The DILIsym™ model was evaluated for its ability to predict . (A) Simulations predict a hepatotoxic threshold of 150–200 mg/kg in rats, consistent with published data (Graichen et al., 1985), circles (Ratra et al., 1998), diamonds (Ratra et al., 2000), triangles. (B) Biological variability represented in alternate simulated individuals yields considerable variability in the strength of liver enzyme signal in rats (diamonds), but persistently, no hepatotoxic signal in humans (circles) or mice (triangles).
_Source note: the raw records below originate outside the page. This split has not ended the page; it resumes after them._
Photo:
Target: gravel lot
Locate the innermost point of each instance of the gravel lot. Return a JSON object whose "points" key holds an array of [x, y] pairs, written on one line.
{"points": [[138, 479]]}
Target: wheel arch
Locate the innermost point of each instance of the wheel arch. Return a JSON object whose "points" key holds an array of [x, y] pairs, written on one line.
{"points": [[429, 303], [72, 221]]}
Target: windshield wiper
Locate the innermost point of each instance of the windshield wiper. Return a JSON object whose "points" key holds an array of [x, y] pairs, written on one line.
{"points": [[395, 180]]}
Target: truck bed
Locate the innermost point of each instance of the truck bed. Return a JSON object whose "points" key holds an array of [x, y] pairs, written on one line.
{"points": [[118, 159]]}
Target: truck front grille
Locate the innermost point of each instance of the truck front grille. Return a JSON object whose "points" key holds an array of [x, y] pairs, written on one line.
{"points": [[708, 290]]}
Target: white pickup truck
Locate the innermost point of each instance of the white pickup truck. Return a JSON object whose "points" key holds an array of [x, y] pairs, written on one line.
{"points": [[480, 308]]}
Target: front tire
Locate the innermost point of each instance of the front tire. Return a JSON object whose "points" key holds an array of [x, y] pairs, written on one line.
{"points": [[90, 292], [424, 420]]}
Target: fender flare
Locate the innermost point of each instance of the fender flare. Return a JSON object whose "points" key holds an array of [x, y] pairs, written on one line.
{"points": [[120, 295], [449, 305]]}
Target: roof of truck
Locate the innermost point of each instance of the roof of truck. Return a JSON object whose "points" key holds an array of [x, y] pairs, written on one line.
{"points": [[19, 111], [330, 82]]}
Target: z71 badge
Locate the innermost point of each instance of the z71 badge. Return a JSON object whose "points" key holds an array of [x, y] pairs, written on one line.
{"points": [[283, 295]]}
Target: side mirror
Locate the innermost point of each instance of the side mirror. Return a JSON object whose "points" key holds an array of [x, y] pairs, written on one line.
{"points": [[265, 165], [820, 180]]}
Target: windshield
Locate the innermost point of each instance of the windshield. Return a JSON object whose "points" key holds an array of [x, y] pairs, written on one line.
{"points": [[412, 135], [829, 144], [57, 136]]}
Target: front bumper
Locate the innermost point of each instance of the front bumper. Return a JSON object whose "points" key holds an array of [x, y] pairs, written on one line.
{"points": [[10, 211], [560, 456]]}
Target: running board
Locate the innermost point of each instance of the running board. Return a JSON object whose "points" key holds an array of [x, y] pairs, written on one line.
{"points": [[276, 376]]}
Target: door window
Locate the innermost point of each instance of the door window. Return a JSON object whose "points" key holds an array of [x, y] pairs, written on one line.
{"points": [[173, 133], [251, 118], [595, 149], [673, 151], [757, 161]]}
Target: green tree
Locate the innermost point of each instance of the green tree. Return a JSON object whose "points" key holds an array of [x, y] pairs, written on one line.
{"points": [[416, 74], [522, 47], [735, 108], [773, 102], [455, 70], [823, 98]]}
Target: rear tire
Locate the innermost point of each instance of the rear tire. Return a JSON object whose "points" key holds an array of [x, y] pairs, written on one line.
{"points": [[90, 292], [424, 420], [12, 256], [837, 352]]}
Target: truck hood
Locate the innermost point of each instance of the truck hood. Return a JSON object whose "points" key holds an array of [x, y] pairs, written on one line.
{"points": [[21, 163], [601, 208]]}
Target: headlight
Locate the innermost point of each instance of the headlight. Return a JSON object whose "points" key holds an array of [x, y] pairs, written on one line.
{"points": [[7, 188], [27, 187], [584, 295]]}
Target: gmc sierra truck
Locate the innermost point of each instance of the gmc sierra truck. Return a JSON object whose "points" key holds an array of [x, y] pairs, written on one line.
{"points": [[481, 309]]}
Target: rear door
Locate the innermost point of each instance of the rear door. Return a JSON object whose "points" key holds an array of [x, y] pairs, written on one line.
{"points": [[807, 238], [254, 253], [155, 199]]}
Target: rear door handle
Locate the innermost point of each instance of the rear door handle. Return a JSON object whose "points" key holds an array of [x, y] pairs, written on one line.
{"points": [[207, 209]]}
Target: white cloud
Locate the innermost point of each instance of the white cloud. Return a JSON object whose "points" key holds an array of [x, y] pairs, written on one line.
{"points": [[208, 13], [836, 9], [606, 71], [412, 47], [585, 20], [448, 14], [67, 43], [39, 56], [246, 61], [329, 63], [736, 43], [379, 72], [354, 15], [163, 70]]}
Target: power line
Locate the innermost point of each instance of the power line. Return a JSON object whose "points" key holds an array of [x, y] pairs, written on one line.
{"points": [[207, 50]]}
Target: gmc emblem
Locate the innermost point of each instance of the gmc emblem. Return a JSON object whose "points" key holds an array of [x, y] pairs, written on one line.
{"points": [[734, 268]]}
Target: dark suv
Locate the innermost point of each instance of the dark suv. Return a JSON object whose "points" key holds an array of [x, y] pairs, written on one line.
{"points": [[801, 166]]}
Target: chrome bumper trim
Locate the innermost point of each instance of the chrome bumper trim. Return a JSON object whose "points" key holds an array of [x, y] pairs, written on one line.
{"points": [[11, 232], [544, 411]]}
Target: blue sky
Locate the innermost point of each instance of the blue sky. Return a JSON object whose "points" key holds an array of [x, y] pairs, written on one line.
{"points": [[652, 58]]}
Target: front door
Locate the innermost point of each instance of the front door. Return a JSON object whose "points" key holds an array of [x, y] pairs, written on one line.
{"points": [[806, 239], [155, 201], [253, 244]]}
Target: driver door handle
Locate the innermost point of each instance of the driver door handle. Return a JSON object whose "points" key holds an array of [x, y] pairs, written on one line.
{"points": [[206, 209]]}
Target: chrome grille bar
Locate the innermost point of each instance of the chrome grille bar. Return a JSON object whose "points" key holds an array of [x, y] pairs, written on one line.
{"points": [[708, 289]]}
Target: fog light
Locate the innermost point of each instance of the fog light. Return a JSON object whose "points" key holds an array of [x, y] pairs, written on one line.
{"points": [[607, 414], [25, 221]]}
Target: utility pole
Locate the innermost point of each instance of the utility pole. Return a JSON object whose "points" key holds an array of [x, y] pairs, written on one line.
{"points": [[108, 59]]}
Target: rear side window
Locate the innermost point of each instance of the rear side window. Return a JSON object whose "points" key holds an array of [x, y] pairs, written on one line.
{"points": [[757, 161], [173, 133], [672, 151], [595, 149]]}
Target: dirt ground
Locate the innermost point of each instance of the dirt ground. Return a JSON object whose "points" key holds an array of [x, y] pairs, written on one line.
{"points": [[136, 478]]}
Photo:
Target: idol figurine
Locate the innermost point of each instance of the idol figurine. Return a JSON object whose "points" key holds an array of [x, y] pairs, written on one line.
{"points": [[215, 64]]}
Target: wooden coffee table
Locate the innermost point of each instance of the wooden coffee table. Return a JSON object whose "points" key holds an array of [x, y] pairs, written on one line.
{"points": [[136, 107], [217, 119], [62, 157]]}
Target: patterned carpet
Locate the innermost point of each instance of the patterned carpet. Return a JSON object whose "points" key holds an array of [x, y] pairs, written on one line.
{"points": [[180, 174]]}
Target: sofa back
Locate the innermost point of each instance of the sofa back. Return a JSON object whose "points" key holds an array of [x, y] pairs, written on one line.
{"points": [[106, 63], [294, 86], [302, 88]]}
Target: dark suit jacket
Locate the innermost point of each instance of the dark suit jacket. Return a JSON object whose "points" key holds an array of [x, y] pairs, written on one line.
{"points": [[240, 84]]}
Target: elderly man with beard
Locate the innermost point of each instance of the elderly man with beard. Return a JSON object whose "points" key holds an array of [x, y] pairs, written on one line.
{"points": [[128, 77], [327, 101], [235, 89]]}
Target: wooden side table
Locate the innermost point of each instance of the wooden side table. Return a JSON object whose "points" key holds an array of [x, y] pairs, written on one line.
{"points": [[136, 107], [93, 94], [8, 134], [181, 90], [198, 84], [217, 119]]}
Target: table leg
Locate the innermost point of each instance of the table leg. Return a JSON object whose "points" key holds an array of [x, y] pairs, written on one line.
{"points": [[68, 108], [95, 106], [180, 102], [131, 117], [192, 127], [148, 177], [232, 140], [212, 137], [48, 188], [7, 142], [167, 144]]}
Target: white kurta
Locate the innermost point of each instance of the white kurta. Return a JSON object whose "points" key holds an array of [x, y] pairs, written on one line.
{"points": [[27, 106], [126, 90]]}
The DILIsym™ model is a multi-species, multi-scale mechanistic model for reactive metabolite mediated DILI. The model is based upon APAP datasets, and its capabilities are illustrated above by its application to both APAP research questions (e.g., optimal NAC treatment) and related drugs (e.g., MP). Further model development is ongoing and focuses on expanding model capabilities to address other mechanisms of hepatotoxicity.

Conclusion

We have presented some concepts relevant to implementation of a new vision for toxicity testing in the twenty-first century for chemical and pharmaceutical molecules (NAS/NRC, 2007), centered around the idea of critical perturbation to intracellular toxicity pathways and computational systems biology models to understand the topology and dynamic behavior of these pathways. Three case studies were discussed highlighting our ongoing work toward realization of the goals laid out in this vision: (i) causal network mapping of the PPARα NR pathway in primary human hepatocytes; (ii) a multi-scale agent-based model of the human liver lobule to investigate activation of the AhR pathway in liver parenchymal cells; and (iii) a predictive multi-scale physiological model (DILIsym™) to understand DILI arising from administration of acetaminophen and other drugs. These various approaches will be critical in devising in vitro toxicology testing strategies and determination of pathway targets, as well as improved estimation of dose-response characteristics from a network biology perspective.

Conflict of Interest Statement

The authors declare that the research was conducted in the absence of any commercial or financial relationships that could be construed as a potential conflict of interest.